The U.S. stock market took a big dive on Friday to close out the week after a poor jobs report worried investors — and things may get worse before they get better.
Now, investors are wondering when the Federal Reserve will make its long-awaited move to raise interest rates, especially with the unemployment rate following to a seven-year low in August, according to an Associated Press report.
An increased rate of hiring could cause the Fed to be encouraged that the economy is strong and boost its rates sooner in order to keep a lid on inflation, but with a mixed jobs report coming out, investors are concerned that there is still some underlying weakness in the market — and China’s economic woes aren’t helping things either.

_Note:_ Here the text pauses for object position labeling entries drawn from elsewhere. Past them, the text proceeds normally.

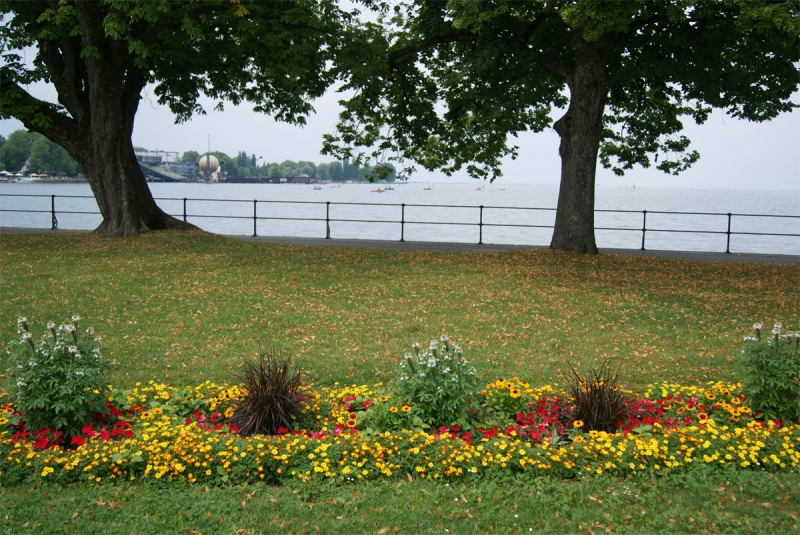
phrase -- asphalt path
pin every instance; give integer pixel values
(473, 247)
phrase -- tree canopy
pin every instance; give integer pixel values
(100, 54)
(448, 84)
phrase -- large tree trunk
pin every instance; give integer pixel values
(99, 86)
(580, 129)
(117, 181)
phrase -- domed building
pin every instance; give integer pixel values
(209, 168)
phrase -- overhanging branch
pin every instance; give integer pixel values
(37, 115)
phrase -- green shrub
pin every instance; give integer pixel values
(597, 401)
(439, 383)
(57, 383)
(276, 396)
(770, 370)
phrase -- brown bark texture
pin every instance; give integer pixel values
(580, 130)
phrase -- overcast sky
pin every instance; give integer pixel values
(733, 154)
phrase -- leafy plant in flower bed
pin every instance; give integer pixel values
(276, 396)
(57, 383)
(597, 401)
(440, 383)
(770, 370)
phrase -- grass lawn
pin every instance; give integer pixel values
(183, 308)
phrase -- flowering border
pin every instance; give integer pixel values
(180, 434)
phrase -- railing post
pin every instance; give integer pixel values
(255, 217)
(402, 220)
(480, 227)
(328, 220)
(644, 226)
(728, 245)
(53, 219)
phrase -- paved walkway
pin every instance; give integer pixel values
(472, 247)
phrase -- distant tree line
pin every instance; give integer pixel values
(42, 155)
(251, 166)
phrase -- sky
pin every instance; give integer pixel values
(734, 154)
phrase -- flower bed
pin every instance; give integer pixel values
(161, 432)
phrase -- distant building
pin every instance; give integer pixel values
(167, 161)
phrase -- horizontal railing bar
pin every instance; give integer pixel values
(255, 217)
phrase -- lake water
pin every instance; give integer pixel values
(449, 212)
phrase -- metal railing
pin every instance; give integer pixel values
(404, 222)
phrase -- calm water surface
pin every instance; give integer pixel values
(450, 212)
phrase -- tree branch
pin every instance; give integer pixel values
(38, 115)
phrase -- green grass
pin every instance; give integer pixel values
(184, 308)
(721, 503)
(177, 307)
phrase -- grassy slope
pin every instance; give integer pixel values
(194, 306)
(183, 308)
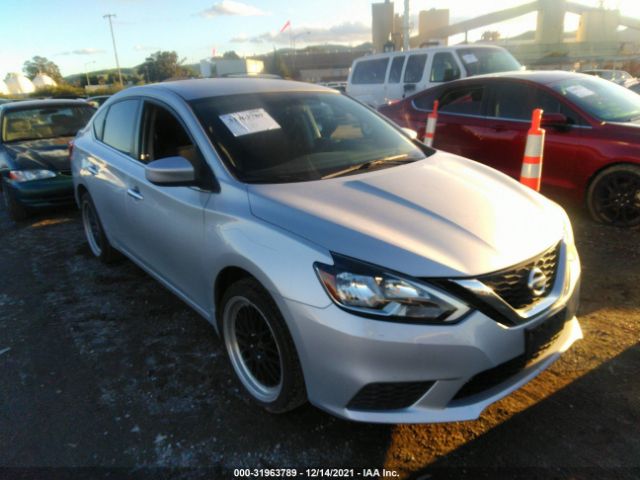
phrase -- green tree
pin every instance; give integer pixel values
(41, 65)
(162, 65)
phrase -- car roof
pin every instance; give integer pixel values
(216, 87)
(435, 48)
(27, 104)
(544, 77)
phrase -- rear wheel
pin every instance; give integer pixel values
(260, 347)
(15, 209)
(614, 196)
(96, 238)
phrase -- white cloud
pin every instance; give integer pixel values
(144, 48)
(346, 32)
(230, 7)
(83, 51)
(87, 51)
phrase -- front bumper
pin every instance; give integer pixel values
(342, 355)
(48, 192)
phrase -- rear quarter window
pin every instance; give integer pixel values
(368, 72)
(98, 124)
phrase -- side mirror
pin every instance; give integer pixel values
(449, 75)
(171, 171)
(410, 133)
(554, 120)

Investors will be keeping a close eye on the Chinese stock market on Monday with U.S. markets closed for Labor Day. If there’s another big swing lower as has been seen in China lately, it could further depress the U.S. market when it opens back up on Tuesday.
The Dow Jones Industrial Average dipped 303 points on Friday, a decline of 1.9 percent to 16,071. The Standard & Poor’s 500, meanwhile, dropped 1.7 percent, which amounted to 34 points, dipping down to 1,917. The NASDAQ dropped to 4,677, a 1.2 percent drop of 56 points.
The jobs report indicated that employers added just 173,000 jobs, although previous months had their gains revised upward. The unemployment rate declined to 5.1 percent, which was a positive development and marks the lowest level since March 2008.
The FTSE 100 index over in Europe dipped 2.4 percent, while Germany’s DAX dived 2.7 percent, and France’s CAC-40 dipped 2.8 percent.